Sapevo, già quando me lo diceva, che probabilmente aveva ragione, ma io non ho mai seguito né i buoni consigli né il cattivo esempio. Ho sempre fatto assolutamente di testa mia, da qualche genialata (pochissime) a varie pazzie (tante). In questo, il mio carattere è e resta molto più affine a quello di mia madre.
A dimostrazione della sua natura malleabile, ad un certo punto - forse in linea con alcune mie modeste progressioni di posizionamento professionale - mio padre divenne una sorta di adoratore del proprio figlio, nonché di capo ufficio stampa del medesimo, e tale rimase fino alla fine dei suoi giorni. Ci fu sempre un piccolo fossato di "non detto", tra noi, perché io lo amavo come padre, mentre non è sempre detto - mi costa scriverlo, ma è la verità - che lo stimassi.
La fine dei suoi giorni, tuttavia, fu all'altezza delle mie migliori aspettative e in fondo servì a colmare quel piccolo fossato che era durato una vita.
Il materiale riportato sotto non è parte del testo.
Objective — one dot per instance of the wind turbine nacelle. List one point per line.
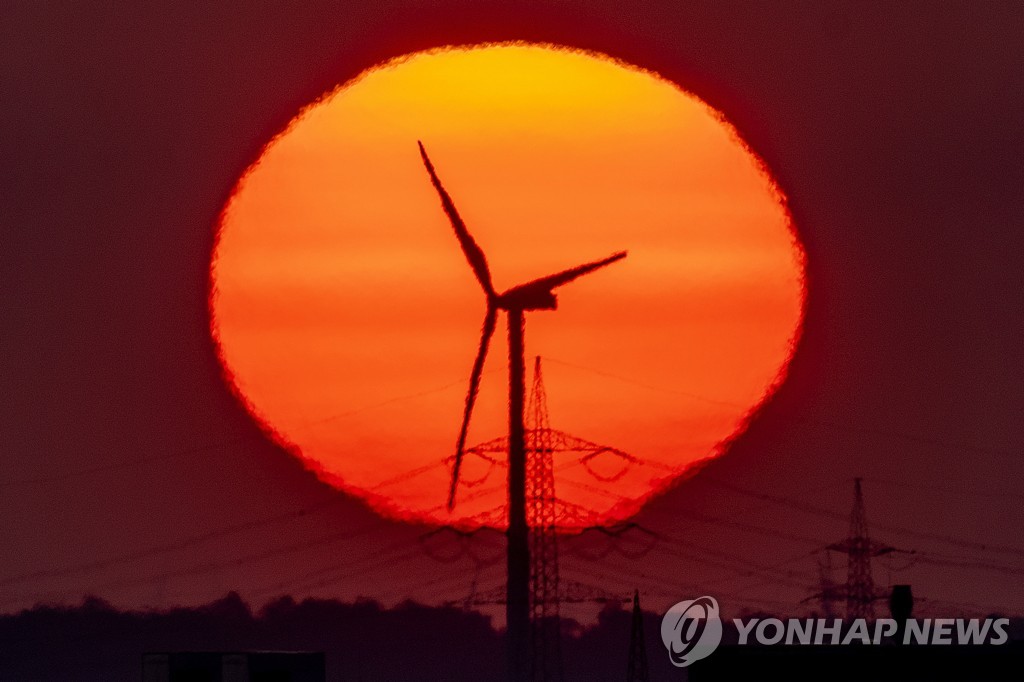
(528, 299)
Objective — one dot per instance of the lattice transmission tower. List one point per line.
(859, 592)
(638, 670)
(546, 659)
(544, 513)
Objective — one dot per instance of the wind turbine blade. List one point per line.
(474, 384)
(474, 254)
(565, 276)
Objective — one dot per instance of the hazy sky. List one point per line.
(129, 470)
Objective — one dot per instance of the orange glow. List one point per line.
(348, 317)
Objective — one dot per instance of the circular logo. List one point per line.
(691, 630)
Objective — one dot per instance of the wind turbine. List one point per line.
(535, 295)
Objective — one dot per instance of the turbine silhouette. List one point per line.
(535, 295)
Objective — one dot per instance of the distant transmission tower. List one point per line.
(546, 656)
(860, 595)
(544, 511)
(637, 671)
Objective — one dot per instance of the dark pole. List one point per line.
(517, 605)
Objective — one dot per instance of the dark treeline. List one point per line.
(361, 640)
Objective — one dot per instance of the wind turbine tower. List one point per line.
(535, 295)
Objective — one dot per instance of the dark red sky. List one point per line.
(128, 470)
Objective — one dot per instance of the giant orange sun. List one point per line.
(347, 317)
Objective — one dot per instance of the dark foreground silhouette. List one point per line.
(361, 641)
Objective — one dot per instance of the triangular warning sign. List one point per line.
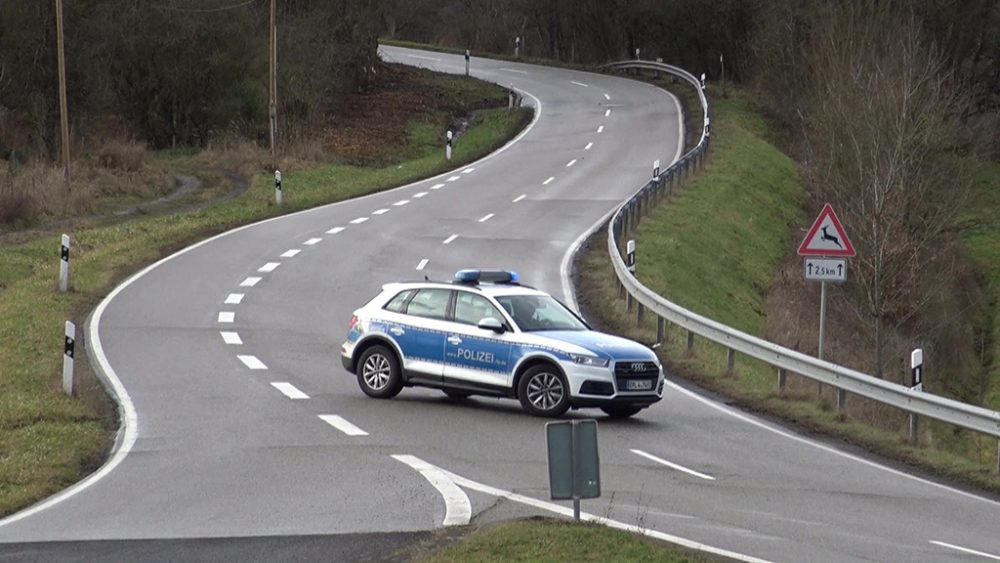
(826, 237)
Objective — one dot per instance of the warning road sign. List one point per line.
(826, 237)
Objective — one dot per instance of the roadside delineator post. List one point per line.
(64, 264)
(68, 356)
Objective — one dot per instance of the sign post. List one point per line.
(574, 465)
(826, 238)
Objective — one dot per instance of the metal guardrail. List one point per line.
(787, 361)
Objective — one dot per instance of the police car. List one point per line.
(485, 334)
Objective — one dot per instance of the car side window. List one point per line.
(471, 308)
(430, 303)
(398, 303)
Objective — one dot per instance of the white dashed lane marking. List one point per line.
(231, 338)
(252, 362)
(289, 390)
(339, 423)
(680, 468)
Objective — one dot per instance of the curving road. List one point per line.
(246, 425)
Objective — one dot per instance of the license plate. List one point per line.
(638, 384)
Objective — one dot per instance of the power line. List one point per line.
(202, 10)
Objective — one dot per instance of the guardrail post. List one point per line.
(64, 264)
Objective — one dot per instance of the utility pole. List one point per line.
(63, 112)
(272, 52)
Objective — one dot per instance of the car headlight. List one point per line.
(589, 360)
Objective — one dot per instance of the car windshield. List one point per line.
(539, 312)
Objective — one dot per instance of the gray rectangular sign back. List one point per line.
(574, 464)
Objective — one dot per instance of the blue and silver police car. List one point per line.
(485, 334)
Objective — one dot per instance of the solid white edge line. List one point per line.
(672, 465)
(966, 550)
(127, 430)
(232, 338)
(340, 423)
(568, 512)
(457, 508)
(289, 390)
(251, 362)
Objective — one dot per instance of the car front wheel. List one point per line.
(542, 391)
(379, 374)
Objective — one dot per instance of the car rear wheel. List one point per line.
(620, 411)
(542, 391)
(379, 374)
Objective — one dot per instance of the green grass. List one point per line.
(555, 541)
(714, 247)
(49, 441)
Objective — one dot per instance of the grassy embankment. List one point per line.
(547, 540)
(714, 248)
(47, 440)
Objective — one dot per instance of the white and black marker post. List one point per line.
(64, 265)
(917, 385)
(68, 354)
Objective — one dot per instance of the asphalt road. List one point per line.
(218, 452)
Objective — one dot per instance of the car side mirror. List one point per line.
(490, 323)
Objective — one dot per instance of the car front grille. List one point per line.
(626, 372)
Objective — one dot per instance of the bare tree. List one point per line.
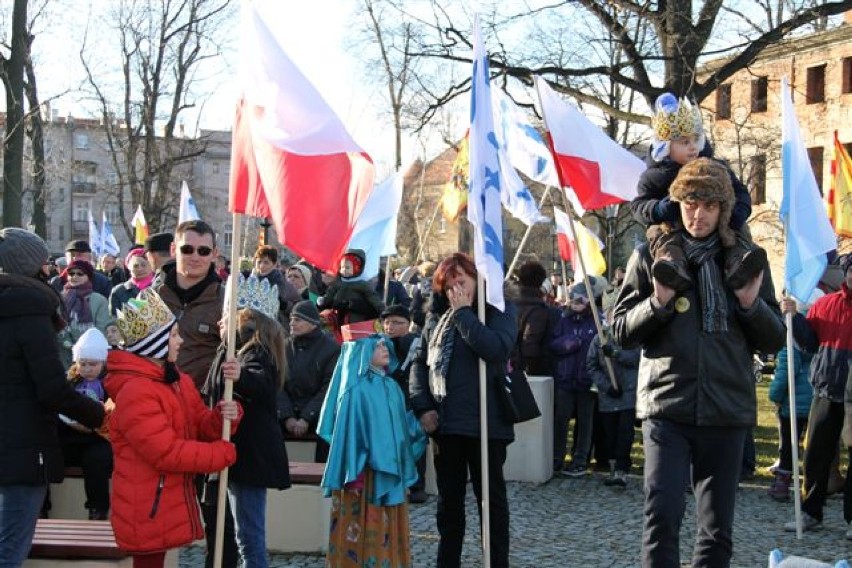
(163, 46)
(12, 74)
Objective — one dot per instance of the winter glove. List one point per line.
(666, 210)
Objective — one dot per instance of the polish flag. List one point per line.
(292, 160)
(585, 243)
(595, 167)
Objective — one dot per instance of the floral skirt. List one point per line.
(367, 535)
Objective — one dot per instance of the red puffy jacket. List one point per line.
(162, 435)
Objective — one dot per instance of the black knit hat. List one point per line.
(21, 252)
(397, 310)
(159, 242)
(307, 311)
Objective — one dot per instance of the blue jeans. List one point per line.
(19, 509)
(248, 505)
(714, 454)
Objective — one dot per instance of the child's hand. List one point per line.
(231, 370)
(229, 410)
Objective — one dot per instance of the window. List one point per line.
(228, 236)
(846, 75)
(816, 84)
(723, 102)
(81, 141)
(815, 157)
(757, 179)
(758, 94)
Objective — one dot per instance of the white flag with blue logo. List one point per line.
(485, 183)
(187, 211)
(808, 232)
(108, 242)
(94, 237)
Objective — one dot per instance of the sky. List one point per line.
(313, 35)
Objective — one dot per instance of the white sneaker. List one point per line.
(808, 524)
Era sempre stato discretamente incline all'emotività, ma alla fine seppe morire in piedi.
Ricordo il pomeriggio del 7 marzo 2001, in cui andai a trovarlo per l'ultima volta. Sapevamo benissimo entrambi che era l'ultima volta, ma nessuno volle dirlo. Faceva fatica a parlare, ma non ci dicemmo molto. Poi, vedendo che si stancava, lo salutai e gli diedi un bacio sulla guancia, che lui ricambio. Poi - e fu questo che mi sorprese - mi diede la mano, come tra adulti che si salutano (del resto, avevo ormai quasi 51 anni), e accompagnò il gesto - che durò qualche attimo in più del necessario - con uno sguardo fermo e fiero, che non ho mai dimenticato. Quel suo duro, consapevole e virile atteggiamento di fronte alla morte mi piacque infinitamente. In articulo mortis, divenne il padre che avrei sempre voluto avere.